Antimycin treated HepG2 cells (no respiration), reflect instrument conditions (ACU) however respiring cells experience much lower resting oxygen concentrations and deeper more sustained hypoxia. This disparity between atmospheric and cellular O2 increases further when respiration is increased through FCCP treatment (uncoupled cells). Using real-time oxygenation monitoring, ACU parameters can therefore be modulated to achieve the desired cellular ischemia-reperfusion profile.
The approach was also evaluated using iPS-derived cardiomyocytes (Cor.4U cells) with parallel monitoring of MMP and ROS (Fig. 4). Non-respiring cells reflect ACU conditions, while respiring cells experience significantly reduced O2 concentrations.

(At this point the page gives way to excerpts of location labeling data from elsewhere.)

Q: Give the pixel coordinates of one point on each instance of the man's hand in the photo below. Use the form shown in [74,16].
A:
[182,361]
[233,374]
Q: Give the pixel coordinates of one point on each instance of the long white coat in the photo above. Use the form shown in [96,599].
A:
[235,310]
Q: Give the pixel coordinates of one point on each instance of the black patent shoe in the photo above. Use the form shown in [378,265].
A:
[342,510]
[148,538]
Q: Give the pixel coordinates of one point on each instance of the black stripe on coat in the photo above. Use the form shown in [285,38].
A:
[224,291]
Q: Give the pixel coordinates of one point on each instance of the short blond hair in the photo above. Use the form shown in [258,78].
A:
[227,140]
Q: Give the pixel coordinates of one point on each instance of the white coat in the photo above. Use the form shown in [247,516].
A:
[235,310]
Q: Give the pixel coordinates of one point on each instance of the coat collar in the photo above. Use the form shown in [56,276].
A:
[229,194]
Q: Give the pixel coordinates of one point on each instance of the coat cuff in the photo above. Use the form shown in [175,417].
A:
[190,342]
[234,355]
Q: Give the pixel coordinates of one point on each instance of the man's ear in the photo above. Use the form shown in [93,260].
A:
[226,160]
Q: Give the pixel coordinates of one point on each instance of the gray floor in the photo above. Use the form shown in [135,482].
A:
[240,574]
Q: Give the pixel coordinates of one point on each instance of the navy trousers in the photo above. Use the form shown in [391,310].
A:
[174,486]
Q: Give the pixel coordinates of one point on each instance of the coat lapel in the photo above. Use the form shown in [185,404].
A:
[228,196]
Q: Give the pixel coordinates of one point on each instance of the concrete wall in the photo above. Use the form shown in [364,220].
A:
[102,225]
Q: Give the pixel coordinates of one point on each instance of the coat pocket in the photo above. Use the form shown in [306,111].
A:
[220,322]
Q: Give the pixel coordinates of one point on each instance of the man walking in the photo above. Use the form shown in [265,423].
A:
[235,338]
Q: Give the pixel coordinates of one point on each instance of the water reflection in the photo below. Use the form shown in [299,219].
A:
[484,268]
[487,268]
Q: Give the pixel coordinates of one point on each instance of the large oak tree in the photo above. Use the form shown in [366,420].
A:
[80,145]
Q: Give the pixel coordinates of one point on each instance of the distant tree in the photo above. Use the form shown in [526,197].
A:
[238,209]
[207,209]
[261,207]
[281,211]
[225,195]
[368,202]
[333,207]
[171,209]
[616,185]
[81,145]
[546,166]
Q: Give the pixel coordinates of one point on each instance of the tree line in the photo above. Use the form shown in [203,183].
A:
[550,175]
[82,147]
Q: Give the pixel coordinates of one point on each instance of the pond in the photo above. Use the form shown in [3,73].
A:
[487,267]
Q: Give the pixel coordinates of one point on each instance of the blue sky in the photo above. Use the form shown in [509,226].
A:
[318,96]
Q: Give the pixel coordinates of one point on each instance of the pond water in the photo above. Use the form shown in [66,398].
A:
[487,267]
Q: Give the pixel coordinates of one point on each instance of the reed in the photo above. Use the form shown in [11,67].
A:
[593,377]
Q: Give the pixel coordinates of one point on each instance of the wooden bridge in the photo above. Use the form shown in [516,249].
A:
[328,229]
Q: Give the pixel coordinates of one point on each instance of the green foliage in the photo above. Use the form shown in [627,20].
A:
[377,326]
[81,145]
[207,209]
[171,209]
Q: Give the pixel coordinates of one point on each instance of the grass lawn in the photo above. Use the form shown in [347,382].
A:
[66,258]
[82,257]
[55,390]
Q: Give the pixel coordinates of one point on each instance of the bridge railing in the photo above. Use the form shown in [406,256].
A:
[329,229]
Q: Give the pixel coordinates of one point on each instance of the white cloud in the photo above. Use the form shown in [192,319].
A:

The convenient multiplexing function of the CLARIOstar was used to measure MMP and cellular oxygenation in parallel. ROS measurements were also performed on the same text plate using DHE. Antimycin treatment blocks respiratory activity increasing cellular oxygenation to ambient levels (Fig. 4A) while also causing MMP dissipation (Fig. 4B) and increased ROS production returning (Fig. 4B).
Conclusion
The CLARIOstar microplate reader with ACU facilitates precise programmable control of both O2 and CO2, enabling the simulation of a hypoxic insult of defined depth and duration, while active venting enables rapid controlled reperfusion. Real-time oxygenation monitoring is realised using MitoXpress Intra in conjunction with pre-configured data analysis templates. Critically, this allows ACU parameters to be modulated so that, at the cellular level, the desired depth and duration of hypoxic insult, and the required reperfusion rates are achieved. Multi-parametric analysis of key cellular parameters such as MMP and ROS can be performed during/after the ischemia-reperfusion event.
References
- Hynes J, et al. 2015. Methods Mol Biol.,1264:203-17.
- Chapple S.J., et al 2016. Free Radic. Biol. Med., 92:152-162.